Chenxi Huang, Binti Youssouf Mahboubat, Yifeng Ding, Qile Yang, Jia Wang, Min Zhou, Xiaohong Wang,
Development of a rapid Salmonella detection method via phage-conjugated magnetic bead separation coupled with real-time PCR quantification,
LWT,
Volume 142,
2021,
111075,
ISSN 0023-6438,
https://doi.org/10.1016/j.lwt.2021.111075.
(http://www.sciencedirect.com.group21-s.aronip.com/science/article/pii/S0023643821002280)
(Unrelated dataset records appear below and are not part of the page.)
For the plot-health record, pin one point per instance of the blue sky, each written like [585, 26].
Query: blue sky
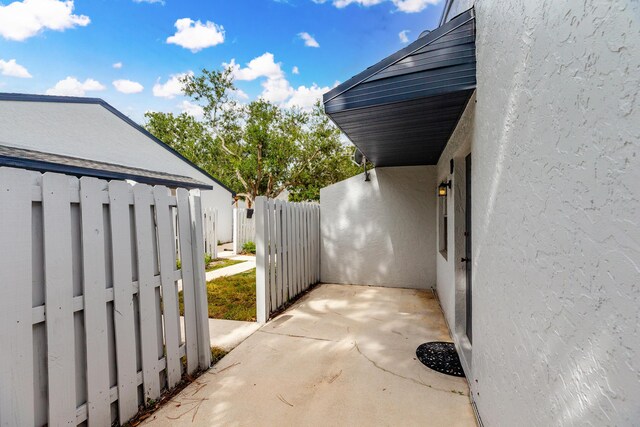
[126, 51]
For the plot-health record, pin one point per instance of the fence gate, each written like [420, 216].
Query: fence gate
[244, 228]
[287, 252]
[89, 316]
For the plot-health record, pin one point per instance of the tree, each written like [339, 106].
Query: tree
[257, 149]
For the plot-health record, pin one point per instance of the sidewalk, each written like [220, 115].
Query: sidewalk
[232, 269]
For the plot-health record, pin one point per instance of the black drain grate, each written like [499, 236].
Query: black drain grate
[440, 356]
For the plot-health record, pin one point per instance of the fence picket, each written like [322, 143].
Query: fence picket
[289, 263]
[199, 283]
[188, 290]
[71, 334]
[56, 206]
[95, 307]
[123, 299]
[16, 404]
[278, 251]
[168, 286]
[145, 233]
[262, 312]
[272, 255]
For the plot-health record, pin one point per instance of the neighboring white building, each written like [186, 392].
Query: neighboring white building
[527, 115]
[87, 136]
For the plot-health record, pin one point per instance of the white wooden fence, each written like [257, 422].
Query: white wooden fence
[287, 252]
[209, 223]
[244, 229]
[89, 320]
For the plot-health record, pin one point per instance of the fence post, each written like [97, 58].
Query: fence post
[235, 231]
[202, 308]
[262, 239]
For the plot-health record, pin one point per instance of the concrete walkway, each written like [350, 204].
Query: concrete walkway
[231, 270]
[342, 355]
[228, 334]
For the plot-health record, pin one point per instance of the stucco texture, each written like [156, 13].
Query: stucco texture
[381, 232]
[556, 213]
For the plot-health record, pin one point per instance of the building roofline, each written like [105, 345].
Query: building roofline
[23, 97]
[397, 56]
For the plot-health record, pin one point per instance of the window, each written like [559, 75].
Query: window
[443, 226]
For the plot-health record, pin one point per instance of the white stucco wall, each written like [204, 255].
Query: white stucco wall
[556, 223]
[380, 232]
[220, 199]
[87, 131]
[92, 132]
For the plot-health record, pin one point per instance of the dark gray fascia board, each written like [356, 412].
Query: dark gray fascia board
[399, 55]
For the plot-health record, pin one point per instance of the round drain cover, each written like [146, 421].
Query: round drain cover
[440, 356]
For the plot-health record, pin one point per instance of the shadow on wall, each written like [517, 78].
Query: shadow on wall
[381, 232]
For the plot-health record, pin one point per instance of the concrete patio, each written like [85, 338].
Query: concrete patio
[342, 355]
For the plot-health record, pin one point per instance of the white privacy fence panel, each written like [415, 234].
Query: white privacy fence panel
[89, 318]
[209, 224]
[287, 252]
[244, 229]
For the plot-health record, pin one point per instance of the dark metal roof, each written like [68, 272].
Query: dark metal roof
[403, 110]
[47, 162]
[81, 100]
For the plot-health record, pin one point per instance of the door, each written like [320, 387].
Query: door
[467, 255]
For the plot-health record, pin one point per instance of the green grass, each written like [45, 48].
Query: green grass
[222, 263]
[217, 353]
[231, 297]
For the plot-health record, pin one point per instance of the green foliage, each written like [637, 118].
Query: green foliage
[257, 149]
[207, 259]
[249, 248]
[217, 353]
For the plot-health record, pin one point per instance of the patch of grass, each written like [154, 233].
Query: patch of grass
[249, 248]
[231, 297]
[221, 263]
[217, 353]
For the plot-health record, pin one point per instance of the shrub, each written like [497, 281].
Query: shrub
[249, 247]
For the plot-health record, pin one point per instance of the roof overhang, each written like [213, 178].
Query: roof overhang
[403, 110]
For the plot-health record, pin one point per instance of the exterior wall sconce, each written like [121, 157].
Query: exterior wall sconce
[442, 188]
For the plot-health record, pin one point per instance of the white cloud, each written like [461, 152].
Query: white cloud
[12, 69]
[309, 41]
[127, 86]
[306, 97]
[23, 19]
[413, 6]
[275, 87]
[403, 36]
[195, 36]
[171, 88]
[262, 66]
[73, 87]
[407, 6]
[276, 90]
[240, 94]
[344, 3]
[191, 109]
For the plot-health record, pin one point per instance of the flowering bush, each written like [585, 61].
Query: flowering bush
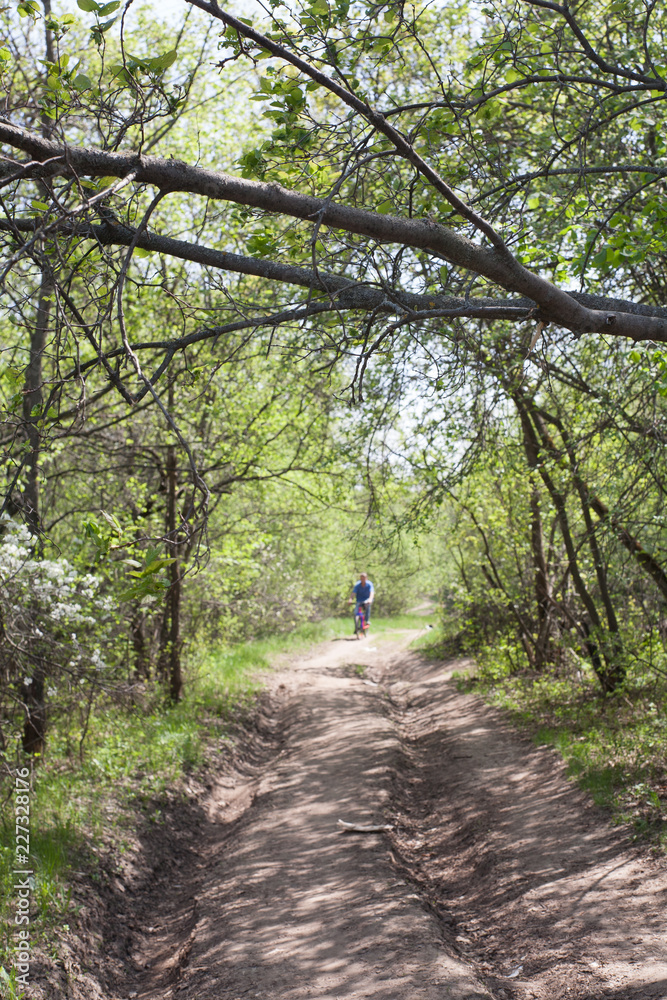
[56, 634]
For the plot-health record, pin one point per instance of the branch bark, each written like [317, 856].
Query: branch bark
[554, 305]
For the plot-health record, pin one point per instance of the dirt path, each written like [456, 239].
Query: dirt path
[497, 881]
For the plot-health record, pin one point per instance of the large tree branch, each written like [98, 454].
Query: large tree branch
[554, 304]
[346, 293]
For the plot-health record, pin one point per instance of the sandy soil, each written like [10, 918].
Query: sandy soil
[498, 879]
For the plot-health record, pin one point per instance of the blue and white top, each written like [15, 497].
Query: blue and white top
[363, 591]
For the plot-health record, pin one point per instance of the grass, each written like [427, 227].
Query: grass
[615, 747]
[85, 806]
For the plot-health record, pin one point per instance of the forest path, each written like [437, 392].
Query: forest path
[513, 870]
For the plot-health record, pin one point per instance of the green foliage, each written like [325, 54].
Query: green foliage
[615, 747]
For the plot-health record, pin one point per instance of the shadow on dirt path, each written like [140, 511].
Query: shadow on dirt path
[286, 906]
[498, 880]
[541, 887]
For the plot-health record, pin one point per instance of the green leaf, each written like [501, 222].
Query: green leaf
[163, 62]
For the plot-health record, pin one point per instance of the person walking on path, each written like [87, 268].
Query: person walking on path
[363, 593]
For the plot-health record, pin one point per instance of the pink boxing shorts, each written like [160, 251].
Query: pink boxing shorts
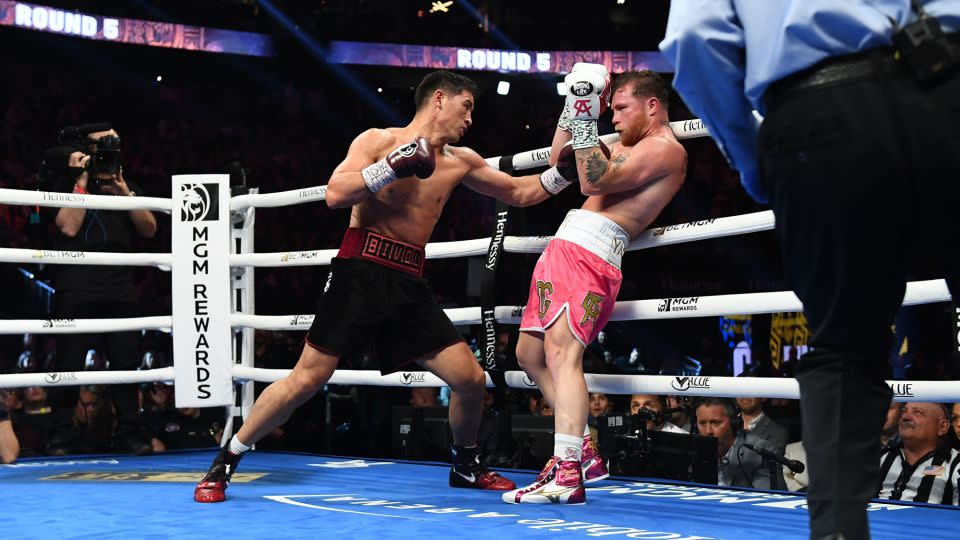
[578, 272]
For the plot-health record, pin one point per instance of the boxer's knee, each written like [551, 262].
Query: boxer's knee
[530, 353]
[470, 379]
[310, 374]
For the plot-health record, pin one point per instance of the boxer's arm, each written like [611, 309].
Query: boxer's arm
[515, 191]
[346, 186]
[560, 138]
[647, 161]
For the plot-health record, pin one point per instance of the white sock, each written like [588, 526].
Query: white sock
[568, 447]
[237, 447]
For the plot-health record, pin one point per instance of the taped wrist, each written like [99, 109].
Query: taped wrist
[553, 181]
[585, 134]
[564, 121]
[378, 175]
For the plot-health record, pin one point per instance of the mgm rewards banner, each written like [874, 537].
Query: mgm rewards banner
[200, 239]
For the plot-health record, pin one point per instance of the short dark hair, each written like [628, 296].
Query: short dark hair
[728, 405]
[448, 81]
[645, 83]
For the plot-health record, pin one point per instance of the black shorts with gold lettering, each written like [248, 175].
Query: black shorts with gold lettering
[366, 303]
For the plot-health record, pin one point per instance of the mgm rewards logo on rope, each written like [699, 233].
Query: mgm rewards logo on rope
[201, 287]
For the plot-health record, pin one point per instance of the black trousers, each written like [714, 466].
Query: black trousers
[856, 173]
[121, 348]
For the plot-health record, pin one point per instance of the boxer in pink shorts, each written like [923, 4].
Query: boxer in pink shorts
[576, 281]
[578, 274]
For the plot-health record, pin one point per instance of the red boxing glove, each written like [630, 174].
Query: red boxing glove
[415, 158]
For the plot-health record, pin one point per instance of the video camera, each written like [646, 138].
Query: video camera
[635, 451]
[104, 152]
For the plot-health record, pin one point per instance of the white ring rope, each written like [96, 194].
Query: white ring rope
[656, 237]
[918, 292]
[659, 236]
[531, 159]
[26, 380]
[54, 256]
[782, 388]
[942, 391]
[84, 326]
[75, 200]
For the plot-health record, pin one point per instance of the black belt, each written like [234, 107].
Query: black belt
[872, 64]
[879, 63]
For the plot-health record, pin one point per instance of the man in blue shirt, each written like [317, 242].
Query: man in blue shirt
[858, 150]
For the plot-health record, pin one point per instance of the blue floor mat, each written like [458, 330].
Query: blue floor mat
[278, 495]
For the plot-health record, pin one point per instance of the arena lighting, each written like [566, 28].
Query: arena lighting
[441, 7]
[320, 53]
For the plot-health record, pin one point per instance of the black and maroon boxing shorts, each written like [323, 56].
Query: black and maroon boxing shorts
[376, 295]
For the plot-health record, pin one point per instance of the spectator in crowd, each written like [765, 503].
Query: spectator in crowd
[9, 445]
[89, 162]
[599, 404]
[35, 422]
[172, 428]
[921, 467]
[680, 418]
[739, 465]
[653, 407]
[891, 425]
[90, 429]
[955, 419]
[761, 426]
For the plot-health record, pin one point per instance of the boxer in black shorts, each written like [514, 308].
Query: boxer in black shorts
[397, 181]
[375, 291]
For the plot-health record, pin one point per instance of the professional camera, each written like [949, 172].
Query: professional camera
[104, 163]
[632, 450]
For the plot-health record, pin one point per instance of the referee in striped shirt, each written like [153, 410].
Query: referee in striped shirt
[921, 467]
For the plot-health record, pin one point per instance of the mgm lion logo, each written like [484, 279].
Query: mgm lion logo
[591, 308]
[199, 202]
[544, 289]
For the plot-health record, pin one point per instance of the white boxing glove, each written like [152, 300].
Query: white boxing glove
[588, 94]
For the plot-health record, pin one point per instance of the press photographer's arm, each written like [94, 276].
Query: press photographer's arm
[69, 220]
[108, 181]
[143, 220]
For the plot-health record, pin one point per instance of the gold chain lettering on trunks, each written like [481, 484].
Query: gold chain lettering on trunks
[544, 289]
[591, 307]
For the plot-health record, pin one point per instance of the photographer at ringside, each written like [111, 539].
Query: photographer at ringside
[88, 161]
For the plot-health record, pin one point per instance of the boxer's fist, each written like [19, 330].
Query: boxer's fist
[412, 159]
[588, 92]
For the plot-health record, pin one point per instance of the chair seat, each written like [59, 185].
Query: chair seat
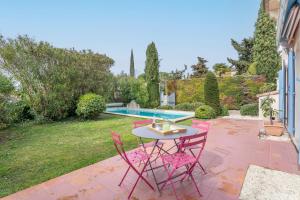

Abstract: In this study, we used the lytic Siphovirus phage LPST10 to develop a rapid and accurate detection method for Salmonella. Salmonella cells were separated from complex food matrices through magnetic separation, then subjected to SYBR green-based real-time quantitative PCR detection. Bacterial concentrations of 102–106 (Colony forming unit per milliliter, CFU/mL), with 200 of μg LPST10 phage-MBs, and 15 min reactions at 37 °C were found to be optimal to allow the phage-magnetic beads to capture the Salmonella cells. The phage-magnetic beads specifically recognized Salmonella cells of different serotypes. Under optimal conditions, DNA was extracted from the resulting bacteria phage-magnetic bead complexes through either alkaline lysis with sodium dodecyl sulfate (SDS) or boiling. The detection assay was subsequently assessed in food matrices (Tryptic soy broth medium, milk, and lettuce). The detection limit reached <30 CFU/mL in the food matrices. The entire assay, including bacterial capture, DNA extraction, and real-time polymerase chain reaction (RT-PCR) detection, could be completed within 1.5 h. This approach using a lytic Siphovirus phage has potential for rapid, specific, and accurate detection of Salmonella enterica subsp.enterica in different food matrices.
Keywords: Magnetic beads; Real-time PCR (Quantitative PCR); Salmonella biorecognition agent; Salmonella Typhimurium; Siphovirus


摘要：本研究利用裂解型Siphovirus噬菌體LPST10建立了一種快速、準(zhǔn)確的沙門氏菌檢測(cè)方法。用磁分離法從復(fù)雜的食品基質(zhì)中分離沙門氏菌細(xì)胞，然后進(jìn)行SYBR-green實(shí)時(shí)定量PCR檢測(cè)。細(xì)菌濃度為102–106（每毫升菌落形成單位，CFU/mL），200μg LPST10噬菌體MBs，37℃反應(yīng)15分鐘°發(fā)現(xiàn)C是最適合讓噬菌體磁珠捕捉沙門氏菌細(xì)胞的。噬菌體磁珠能特異識(shí)別不同血清型的沙門氏菌細(xì)胞。在最佳條件下，通過十二烷基硫酸鈉（SDS）堿解或煮沸的方法從細(xì)菌噬菌體磁珠復(fù)合物中提取DNA。隨后在食物基質(zhì)（胰蛋白酶大豆肉湯培養(yǎng)基、牛奶和萵苣）中評(píng)估檢測(cè)試驗(yàn)。食品基質(zhì)的檢出限<30cfu/mL。整個(gè)檢測(cè)，包括細(xì)菌捕獲、DNA提取和實(shí)時(shí)聚合酶鏈反應(yīng)（RT-PCR）檢測(cè)，可在1.5h內(nèi)完成。這種利用裂解性Siphovirus噬菌體的方法有可能快速、特異、準(zhǔn)確地檢測(cè)不同食物基質(zhì)中的腸道沙門氏菌亞種。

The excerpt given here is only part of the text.